Newer, less invasive, modalities are emerging in this field. Novel molecular imaging,
utilizing positron emission tomography-computed tomography (PET-CT) with gallium-68–tagged
CRH, has been used successfully to delineate corticotropinoma in a study of 27 patients,
providing the surgeon with valuable information for intraoperative tumor navigation
and also helping to differentiate a pituitary from an extrapituitary source of ACTH-dependent
Cushing's.[12]
The clinical care of patients with Cushing's disease requires a multidisciplinary
team, working in tandem to deliver optimal care. The remission rates reported for
intrasellar microadenomas are 88 to 92%, although recurrent Cushing's is a major problem,
with overall rates being reported up to 30%. The debate then is how to approach these
patients with options being recurrent pituitary surgery, radiation therapy, medical
therapy, and bilateral adrenalectomy. Recurrent pituitary surgery requires a well-experienced
neurosurgeon and carries a high risk of hypopituitarism (∼30%). Not all tumors are
surgically accessible either. There are several advancements in techniques of radiotherapy
over the years, but lack of availability as well as lack of head-to-head trials comparing
different modalities of radiotherapy makes it difficult for the clinicians. Most drugs
used as medical therapy for Cushing's are not FDA-approved yet (e.g., ketoconazole,
metyrapone, etomidate, cabergoline). Some drugs that are FDA-approved in this context,
such as pasireotide and osilodrostat, carry significant cost burden and not all patients
can afford it.[13] Bilateral adrenalectomy has surgical complication rate of 4 to 20% and the risk
of Nelson's syndrome is quite high (8–25%); hence, it should only be reserved as the
last line of treatment.[7]
Adding to the troubles, COVID-19 has caused significant disarray to the pituitary
services, limiting access to biochemical and radiological testing and also impacting
the ability to safely undertake pituitary surgery.[14]
The challenges in the context of Cushing's disease as entailed earlier are beautifully
highlighted in the survey from the MENA (Middle East and North Africa) region, carried
out recently by Beshyah et al.[15] Among the responders, 80 were adult endocrinologists and 8 were pediatric endocrinologists.
Majority of them (71.6%) were working at a senior level. The preferred initial screening
test was either ODST or UFC, with very few choosing LNSC. Only 47.6% of the responders
reported that IPSS was readily available, with 22.6% of them saying it is not available
to them at all. There was not much dichotomy in terms of choosing primary treatment,
which was pituitary surgery. When asked about the success rate in treating ACTH-dependent
Cushing's disease in their respective country of residence, 43.7% reported a success
rate of 31 to 50%, and 34.5% reported higher success rate, between 51 and 70%. Ketoconazole
was the predominant reported choice for recurrent disease, with a quarter of them
reporting that stereotactic radiotherapy was not available to them and more than half
of them did not have access to pasireotide. This survey highlights the regional variations
in diagnosing tools and treatment modalities for patients with Cushing's disease.

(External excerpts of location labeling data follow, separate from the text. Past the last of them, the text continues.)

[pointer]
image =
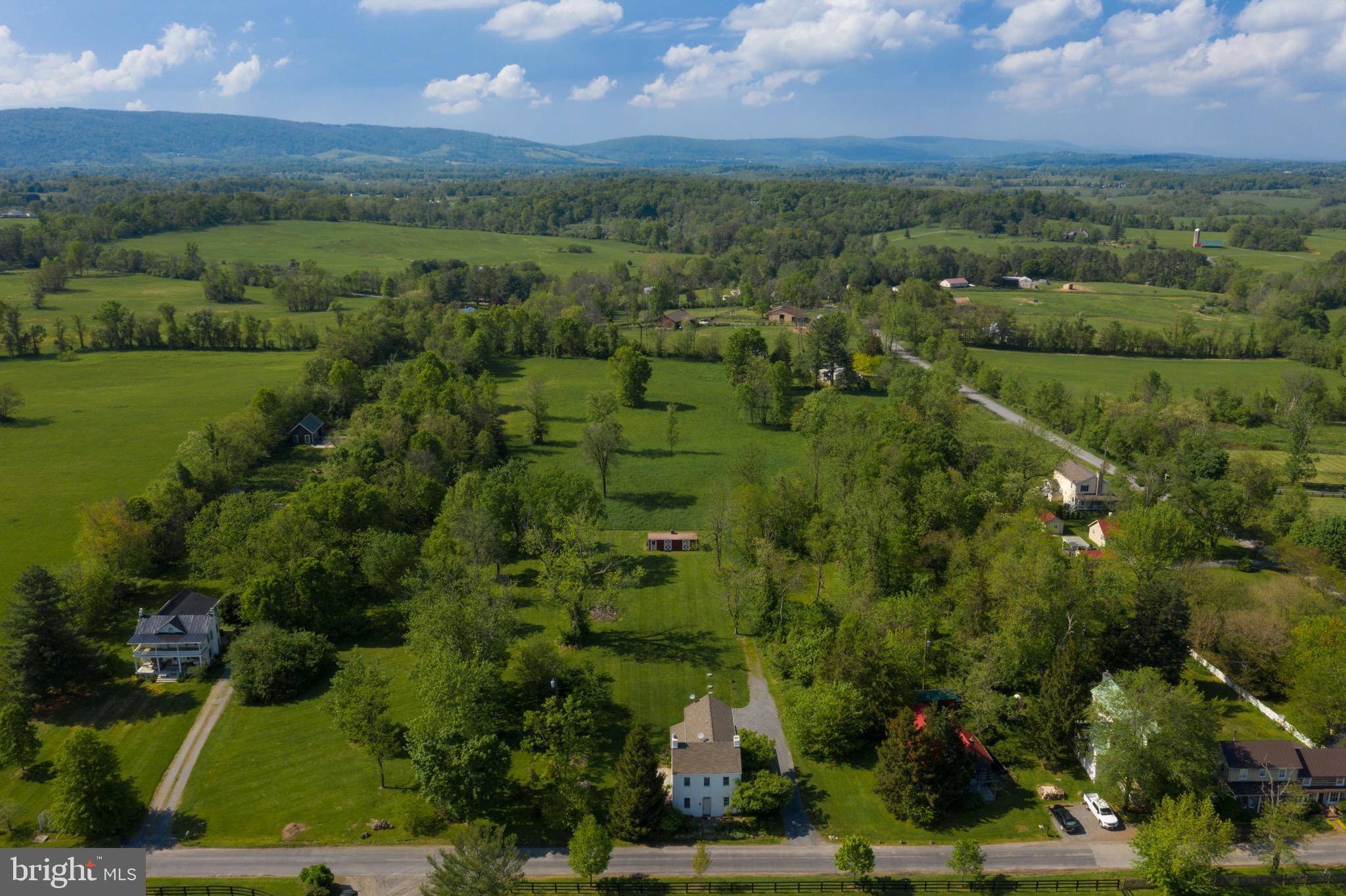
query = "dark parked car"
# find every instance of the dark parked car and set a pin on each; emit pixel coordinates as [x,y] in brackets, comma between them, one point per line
[1069,824]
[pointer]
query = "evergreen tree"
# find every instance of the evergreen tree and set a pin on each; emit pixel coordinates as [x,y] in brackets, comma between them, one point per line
[921,770]
[19,743]
[638,793]
[91,797]
[1058,712]
[485,862]
[43,653]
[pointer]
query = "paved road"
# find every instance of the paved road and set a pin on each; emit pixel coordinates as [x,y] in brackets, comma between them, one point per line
[156,832]
[1004,413]
[408,862]
[762,716]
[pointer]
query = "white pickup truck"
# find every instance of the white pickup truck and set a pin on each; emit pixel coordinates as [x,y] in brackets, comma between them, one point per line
[1103,811]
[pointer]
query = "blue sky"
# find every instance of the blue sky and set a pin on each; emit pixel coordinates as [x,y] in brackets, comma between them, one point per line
[1235,77]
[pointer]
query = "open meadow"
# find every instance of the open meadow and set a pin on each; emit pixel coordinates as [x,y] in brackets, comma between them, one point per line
[345,246]
[1132,305]
[1321,245]
[143,295]
[101,427]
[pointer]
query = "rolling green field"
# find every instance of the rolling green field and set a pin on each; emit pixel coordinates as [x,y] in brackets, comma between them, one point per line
[1109,374]
[145,724]
[143,295]
[267,767]
[342,248]
[651,486]
[103,427]
[1321,245]
[1132,305]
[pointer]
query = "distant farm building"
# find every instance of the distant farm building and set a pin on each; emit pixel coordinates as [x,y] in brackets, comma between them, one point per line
[672,540]
[309,431]
[675,319]
[1197,242]
[787,315]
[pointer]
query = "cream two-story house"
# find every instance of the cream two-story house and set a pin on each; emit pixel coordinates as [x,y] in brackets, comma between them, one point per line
[705,759]
[183,634]
[1253,769]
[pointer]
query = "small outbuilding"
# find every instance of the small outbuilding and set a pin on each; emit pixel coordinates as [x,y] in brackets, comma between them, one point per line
[787,315]
[309,431]
[672,540]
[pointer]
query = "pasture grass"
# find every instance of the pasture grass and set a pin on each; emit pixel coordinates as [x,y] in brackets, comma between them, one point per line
[345,246]
[652,487]
[145,723]
[101,427]
[143,295]
[1321,245]
[1117,376]
[1132,305]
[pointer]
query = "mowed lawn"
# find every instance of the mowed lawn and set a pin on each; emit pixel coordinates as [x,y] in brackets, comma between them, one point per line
[344,246]
[267,767]
[651,487]
[143,295]
[1132,305]
[101,427]
[145,724]
[1115,376]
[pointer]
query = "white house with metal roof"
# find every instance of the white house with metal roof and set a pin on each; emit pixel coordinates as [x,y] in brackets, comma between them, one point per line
[183,634]
[705,759]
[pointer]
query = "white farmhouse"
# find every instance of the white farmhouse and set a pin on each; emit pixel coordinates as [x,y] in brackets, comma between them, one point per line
[185,633]
[705,759]
[1081,489]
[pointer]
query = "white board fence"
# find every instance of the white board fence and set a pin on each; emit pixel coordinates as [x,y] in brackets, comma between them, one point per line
[1266,711]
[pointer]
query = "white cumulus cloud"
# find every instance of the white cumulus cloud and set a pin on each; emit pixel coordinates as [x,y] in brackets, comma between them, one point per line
[425,6]
[467,93]
[1286,49]
[534,20]
[783,42]
[240,78]
[1034,22]
[57,77]
[595,89]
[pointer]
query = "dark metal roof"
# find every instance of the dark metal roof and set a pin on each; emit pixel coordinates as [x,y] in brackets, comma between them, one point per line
[183,619]
[310,424]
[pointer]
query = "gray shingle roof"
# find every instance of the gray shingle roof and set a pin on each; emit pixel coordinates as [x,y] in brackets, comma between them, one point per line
[707,759]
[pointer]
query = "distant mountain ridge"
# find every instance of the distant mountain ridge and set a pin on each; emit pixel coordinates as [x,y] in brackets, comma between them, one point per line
[105,137]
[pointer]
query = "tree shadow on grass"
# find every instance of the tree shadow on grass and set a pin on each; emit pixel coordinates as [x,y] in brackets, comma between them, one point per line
[696,646]
[661,499]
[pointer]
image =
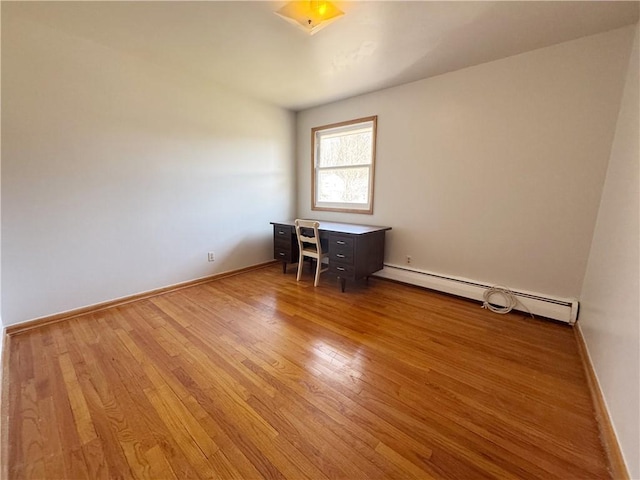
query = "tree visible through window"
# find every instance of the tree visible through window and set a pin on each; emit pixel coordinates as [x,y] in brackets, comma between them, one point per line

This could be related to the lack of availability of certain tests, biochemical and
radiological. Paucity of neurosurgeons with high-volume pituitary surgery can also
impact upon the course of management of patients with recurrent disease/relapse, as
well as the availability of stereotactic radiotherapy and novel pharmacotherapy.
In summary, Cushing's syndrome continues to pose challenges to the medical fraternity.
Shrewd clinical skills remain the cornerstone for diagnosis along with appropriate
screening tests. It should be considered when a patient presents with relevant signs
and symptoms that occur in a short span of time or when the symptoms and signs are
progressively worsening. Access to IPSS as well as the availability of established
neurosurgical units remains a challenge. Newer tools such as hair cortisol measurements
and PET-CT with gallium-68–tagged CRH appear promising. However, inequalities in accessibility
to various tests and treatment options are likely to be present globally in the foreseeable
future, thus making Cushing's disease an ever-elusive pathology for clinicians.